Com’è possibile tornare ad alimentare questa relazione, quali argomenti potremmo usare?
SF Fin da piccolo la mia passione è stata in particolare per la vita dentro i fiumi: cercavo i gamberi, i girini, come facevano tanti bambini. Questa cosa mi è rimasta dentro e quando si è trattato di scegliere il percorso di studi ho frequentato un dottorato sulle acque interne, entrando poi in università dopo anni di precariato. Una cosa chiara è che non ci si stufa mai lavorando sui fiumi, che sono tra gli ambienti più dinamici che conosciamo: ogni corso d’acqua è diverso dall’altro, ma anche da sé stesso. Spostandoci verso monte o verso valle ci troviamo in ambienti completamente differenti, sia per gli organismi presenti sia per le opportunità o gli usi che ne fa l’uomo, a mille metri d’altezza o in pianura. Ogni fiume, inoltre, cambia moltissimo nelle diverse stagioni e negli anni.

Tra le distorsioni raccontate nel libro c’è quella urbanistica, descritta a partire da ciò che lei ha visto durante l’alluvione del Tanaro, che nel novembre del 1994 ha causato quasi 70 morti nelle province di Alessandria, Asti, Cuneo e Torino.
SF Non frequentando più i fiumi, nemmeno li capiamo. Ero negli Alpini, dopo la laurea, e siamo stati chiamati per l’emergenza. Mi resi conto che mentre i paesi vecchi non erano stati toccati dalla piena, le nuove costruzioni, spesso realizzate in alveo, erano sott’acqua. Erano gli immobili del secondo Dopoguerra, quando iniziò a dominare una logica di profitto. Purtroppo i costi per tutelare queste scelte sono enormi: decidere di costruire negli alvei può essere vantaggioso nel breve periodo ma nel lungo espone a danni. Lo diceva già Leonardo Da Vinci: “Se qualcuno mi dicesse che è più facile domare le acque del fuoco, io penserei che ha carestia di bono giudizio”. Le acque non le fermi. La loro forza è inesorabile, continua.

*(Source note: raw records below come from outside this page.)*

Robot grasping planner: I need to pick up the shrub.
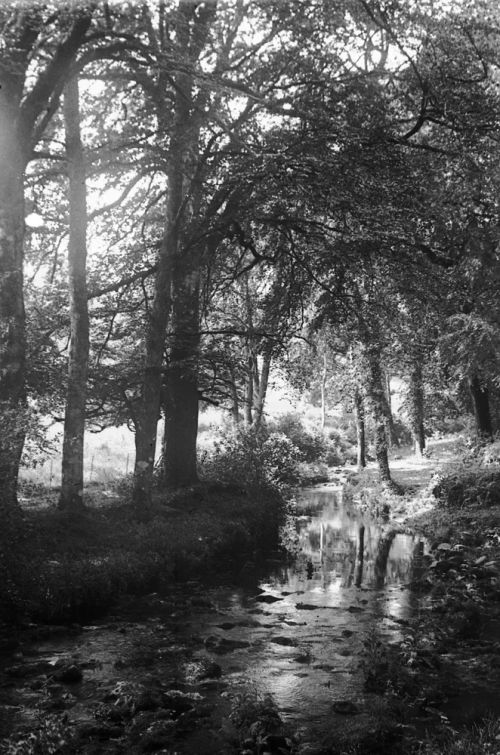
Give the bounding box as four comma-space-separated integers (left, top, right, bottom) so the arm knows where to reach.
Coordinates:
432, 469, 500, 508
269, 414, 327, 462
200, 427, 301, 487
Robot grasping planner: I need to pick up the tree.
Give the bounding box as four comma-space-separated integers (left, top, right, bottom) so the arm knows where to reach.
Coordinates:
59, 77, 89, 510
0, 4, 91, 505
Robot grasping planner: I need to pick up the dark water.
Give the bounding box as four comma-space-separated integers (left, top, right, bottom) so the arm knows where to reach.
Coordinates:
0, 486, 425, 755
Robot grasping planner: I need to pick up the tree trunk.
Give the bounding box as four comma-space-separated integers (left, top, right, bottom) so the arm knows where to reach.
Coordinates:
365, 346, 392, 484
132, 248, 172, 508
321, 353, 328, 430
230, 369, 241, 426
0, 4, 92, 506
59, 78, 89, 511
254, 349, 272, 427
384, 372, 399, 448
0, 130, 27, 507
133, 2, 217, 507
409, 361, 425, 457
162, 258, 200, 488
354, 389, 366, 471
469, 375, 493, 438
245, 354, 254, 427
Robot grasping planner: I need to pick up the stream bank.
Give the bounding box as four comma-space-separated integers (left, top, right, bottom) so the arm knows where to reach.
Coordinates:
0, 442, 500, 755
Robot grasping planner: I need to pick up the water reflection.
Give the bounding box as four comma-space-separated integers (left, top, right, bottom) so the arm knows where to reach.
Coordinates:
229, 487, 425, 737
285, 488, 423, 590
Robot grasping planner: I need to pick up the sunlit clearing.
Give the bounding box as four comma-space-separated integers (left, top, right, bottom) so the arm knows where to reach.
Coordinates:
24, 212, 45, 228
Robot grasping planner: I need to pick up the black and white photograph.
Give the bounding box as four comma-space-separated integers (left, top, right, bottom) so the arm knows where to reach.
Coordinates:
0, 0, 500, 755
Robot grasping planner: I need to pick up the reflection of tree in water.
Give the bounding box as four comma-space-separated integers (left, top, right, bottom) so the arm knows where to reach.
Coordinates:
374, 532, 396, 589
297, 494, 424, 589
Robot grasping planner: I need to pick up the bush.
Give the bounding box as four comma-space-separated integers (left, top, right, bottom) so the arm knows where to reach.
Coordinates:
200, 427, 301, 487
432, 469, 500, 508
268, 414, 327, 462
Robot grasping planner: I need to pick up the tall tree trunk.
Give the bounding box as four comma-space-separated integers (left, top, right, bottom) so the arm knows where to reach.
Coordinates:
469, 375, 493, 438
59, 78, 89, 510
133, 2, 217, 507
132, 239, 174, 507
365, 345, 392, 483
245, 354, 254, 427
320, 353, 328, 430
408, 360, 425, 457
163, 258, 200, 488
354, 389, 366, 471
253, 348, 272, 427
0, 3, 92, 506
0, 119, 27, 507
230, 369, 241, 426
384, 371, 399, 448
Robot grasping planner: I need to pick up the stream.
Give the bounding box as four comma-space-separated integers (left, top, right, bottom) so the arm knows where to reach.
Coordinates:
0, 485, 426, 755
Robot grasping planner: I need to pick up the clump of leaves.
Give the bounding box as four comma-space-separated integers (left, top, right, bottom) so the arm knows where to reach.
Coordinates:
432, 469, 500, 508
201, 428, 301, 487
416, 716, 500, 755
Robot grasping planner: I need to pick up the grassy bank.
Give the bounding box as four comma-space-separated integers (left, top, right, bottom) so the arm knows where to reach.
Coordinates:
0, 483, 284, 624
344, 446, 500, 755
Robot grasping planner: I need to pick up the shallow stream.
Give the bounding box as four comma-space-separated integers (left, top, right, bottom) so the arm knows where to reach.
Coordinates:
0, 486, 425, 755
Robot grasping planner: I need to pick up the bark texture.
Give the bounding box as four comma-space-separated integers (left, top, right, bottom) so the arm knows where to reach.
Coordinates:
0, 4, 92, 507
364, 345, 392, 483
354, 389, 366, 470
469, 375, 493, 438
408, 361, 425, 456
133, 2, 216, 507
59, 78, 89, 510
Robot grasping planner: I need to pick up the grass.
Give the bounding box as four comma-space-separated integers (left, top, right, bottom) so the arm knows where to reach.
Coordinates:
0, 484, 282, 623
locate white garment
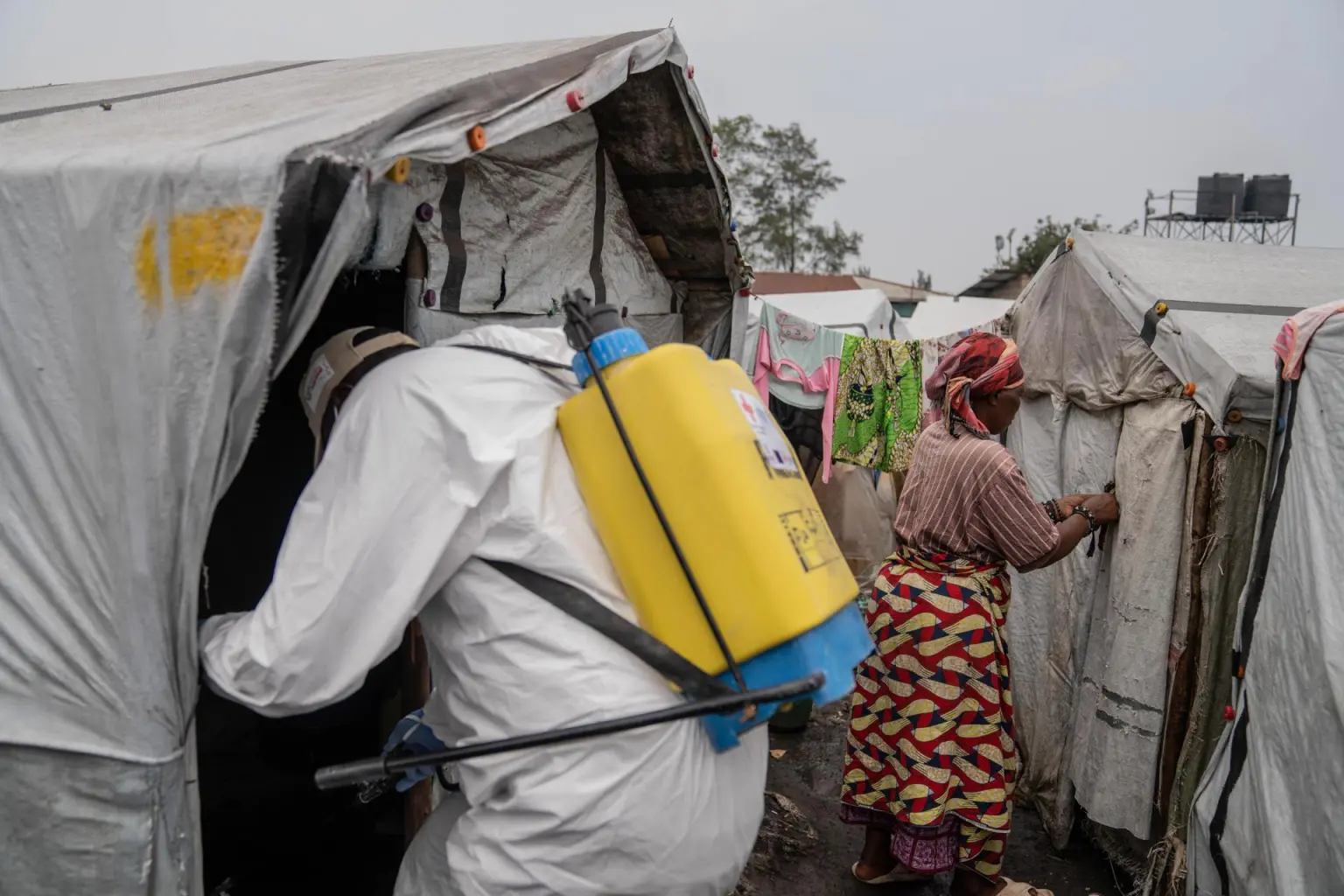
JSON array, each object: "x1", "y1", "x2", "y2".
[{"x1": 201, "y1": 326, "x2": 767, "y2": 896}]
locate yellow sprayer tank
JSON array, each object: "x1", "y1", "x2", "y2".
[{"x1": 559, "y1": 318, "x2": 872, "y2": 750}]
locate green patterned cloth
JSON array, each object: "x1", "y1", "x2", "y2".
[{"x1": 830, "y1": 336, "x2": 923, "y2": 472}]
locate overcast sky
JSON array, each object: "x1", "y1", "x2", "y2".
[{"x1": 0, "y1": 0, "x2": 1344, "y2": 291}]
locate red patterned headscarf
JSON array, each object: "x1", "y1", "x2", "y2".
[{"x1": 925, "y1": 333, "x2": 1026, "y2": 435}]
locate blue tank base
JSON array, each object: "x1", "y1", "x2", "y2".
[{"x1": 702, "y1": 603, "x2": 873, "y2": 752}]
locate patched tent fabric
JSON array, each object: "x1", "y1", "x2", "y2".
[
  {"x1": 0, "y1": 30, "x2": 750, "y2": 896},
  {"x1": 1186, "y1": 314, "x2": 1344, "y2": 896},
  {"x1": 1008, "y1": 231, "x2": 1344, "y2": 886}
]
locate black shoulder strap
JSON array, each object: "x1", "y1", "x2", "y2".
[
  {"x1": 446, "y1": 342, "x2": 574, "y2": 372},
  {"x1": 485, "y1": 560, "x2": 735, "y2": 700}
]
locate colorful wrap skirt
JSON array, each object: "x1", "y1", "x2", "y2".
[{"x1": 840, "y1": 548, "x2": 1018, "y2": 880}]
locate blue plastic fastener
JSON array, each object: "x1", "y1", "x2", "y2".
[
  {"x1": 702, "y1": 603, "x2": 876, "y2": 752},
  {"x1": 574, "y1": 326, "x2": 649, "y2": 383}
]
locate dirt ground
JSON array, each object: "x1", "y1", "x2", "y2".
[{"x1": 735, "y1": 707, "x2": 1124, "y2": 896}]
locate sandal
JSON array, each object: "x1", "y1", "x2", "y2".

L’alluvione del Tanaro del 1994 a Santo Stefano Belbo (Cuneo). L’esondazione del fiume ha causato quasi 70 morti nelle province di Alessandria, Asti, Cuneo e Torino © Dino Fracchia, BuenaVista Photo

La forza di una massa d’acqua che si sposta è, forse, uno degli aspetti più faticosi da percepire, avendo perso il contatto con i fiumi.
SF La capacità di erodere e di trasportare di un corso d’acqua è qualcosa di incredibile. I fiumi hanno letteralmente modellato la nostra storia, questa è la base del libro: hanno modificato il territorio, scavato le valli scolpite nel tempo, formato le pianure. In Africa esistono Paesi che prendono il nome dal fiume che li attraversa, come ad esempio il Congo. Spesso questa importanza viene dimenticata.

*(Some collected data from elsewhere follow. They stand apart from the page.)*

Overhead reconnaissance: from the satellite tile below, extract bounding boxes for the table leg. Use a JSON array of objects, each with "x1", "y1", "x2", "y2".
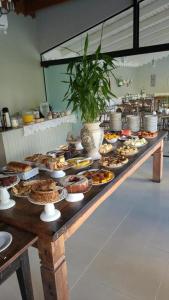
[
  {"x1": 38, "y1": 236, "x2": 69, "y2": 300},
  {"x1": 153, "y1": 140, "x2": 164, "y2": 182}
]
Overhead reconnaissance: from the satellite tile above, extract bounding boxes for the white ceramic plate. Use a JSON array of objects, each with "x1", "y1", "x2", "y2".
[
  {"x1": 106, "y1": 138, "x2": 118, "y2": 144},
  {"x1": 78, "y1": 168, "x2": 115, "y2": 186},
  {"x1": 0, "y1": 231, "x2": 12, "y2": 252},
  {"x1": 67, "y1": 157, "x2": 93, "y2": 170}
]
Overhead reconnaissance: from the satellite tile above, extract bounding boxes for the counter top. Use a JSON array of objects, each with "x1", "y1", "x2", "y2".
[{"x1": 0, "y1": 114, "x2": 76, "y2": 136}]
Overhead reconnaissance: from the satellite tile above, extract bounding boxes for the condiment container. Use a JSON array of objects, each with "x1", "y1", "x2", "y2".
[
  {"x1": 2, "y1": 107, "x2": 11, "y2": 129},
  {"x1": 11, "y1": 117, "x2": 19, "y2": 128},
  {"x1": 22, "y1": 111, "x2": 34, "y2": 124}
]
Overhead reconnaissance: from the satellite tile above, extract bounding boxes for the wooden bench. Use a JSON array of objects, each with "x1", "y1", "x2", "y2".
[{"x1": 0, "y1": 224, "x2": 37, "y2": 300}]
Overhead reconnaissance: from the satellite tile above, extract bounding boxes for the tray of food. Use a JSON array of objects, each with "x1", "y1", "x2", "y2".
[
  {"x1": 25, "y1": 153, "x2": 50, "y2": 166},
  {"x1": 124, "y1": 136, "x2": 148, "y2": 148},
  {"x1": 100, "y1": 154, "x2": 129, "y2": 169},
  {"x1": 104, "y1": 132, "x2": 120, "y2": 144},
  {"x1": 2, "y1": 161, "x2": 39, "y2": 180},
  {"x1": 79, "y1": 169, "x2": 115, "y2": 185},
  {"x1": 11, "y1": 179, "x2": 65, "y2": 200},
  {"x1": 116, "y1": 145, "x2": 138, "y2": 156},
  {"x1": 67, "y1": 157, "x2": 93, "y2": 170},
  {"x1": 28, "y1": 179, "x2": 66, "y2": 205},
  {"x1": 61, "y1": 175, "x2": 91, "y2": 193},
  {"x1": 0, "y1": 174, "x2": 19, "y2": 189},
  {"x1": 138, "y1": 131, "x2": 158, "y2": 139},
  {"x1": 99, "y1": 144, "x2": 114, "y2": 154}
]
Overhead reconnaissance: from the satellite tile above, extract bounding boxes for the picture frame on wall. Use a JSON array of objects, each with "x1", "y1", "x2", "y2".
[{"x1": 150, "y1": 74, "x2": 156, "y2": 87}]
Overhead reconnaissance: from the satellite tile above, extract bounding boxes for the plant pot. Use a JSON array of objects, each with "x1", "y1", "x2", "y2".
[{"x1": 81, "y1": 122, "x2": 104, "y2": 160}]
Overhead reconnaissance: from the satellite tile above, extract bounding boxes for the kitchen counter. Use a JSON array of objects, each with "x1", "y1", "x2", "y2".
[{"x1": 0, "y1": 115, "x2": 76, "y2": 166}]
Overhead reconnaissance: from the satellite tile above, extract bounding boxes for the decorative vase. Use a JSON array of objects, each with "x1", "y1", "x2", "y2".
[{"x1": 81, "y1": 122, "x2": 104, "y2": 160}]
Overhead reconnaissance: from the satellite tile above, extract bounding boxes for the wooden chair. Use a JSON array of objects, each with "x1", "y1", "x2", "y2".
[{"x1": 0, "y1": 224, "x2": 37, "y2": 300}]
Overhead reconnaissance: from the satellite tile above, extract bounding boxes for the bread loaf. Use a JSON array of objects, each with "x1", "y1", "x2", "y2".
[{"x1": 6, "y1": 161, "x2": 32, "y2": 173}]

Manca consapevolezza anche sugli effetti dei cambiamenti climatici sulla disponibilità idrica dei corsi d’acqua.
SF Quando si parla di agricoltura in sofferenza e si va avanti con deroghe prelevando acqua dai fiumi, non pensiamo che noi vi immettiamo anche i reflui dei depuratori: sostanze che il fiume aiuta a “digerire”. In Piemonte, lo scorso anno, il rigagnolo che scorreva in alcuni corpi idrici era quello che usciva dai depuratori. Noi di Alpstream vi abbiamo trovato tracce diffuse di salmonella e ceppi dannosi di escherichia coli (un batterio intestinale) perché non c’era acqua a diluire i reflui. Quando mandi in secca tratti di fiume, l’impatto ambientale non è da poco, ma noi non lo consideriamo più un organismo vivente. Un altro esempio riguarda il dibattito sul nucleare. Se pensiamo alle centrali lungo il Po a Trino (VC) e Caorso (PC), sappiamo che non erano state messe lì a caso: questi impianti hanno bisogno di moltissima acqua per il raffreddamento. Con le attuali portate del fiume questo non potrebbe accadere, anche perché l’acqua serve a irrigare la Pianura padana. Un dibattito su un ritorno al nucleare non dovrebbe prescindere da queste analisi. Sono questi i messaggi che dovrebbero essere veicolati dai media, che invece affrontano tutto come un’emergenza. Una situazione che però va avanti da vent’anni, dato che la prima grande avvisaglia è stata durante l’estate del 2003.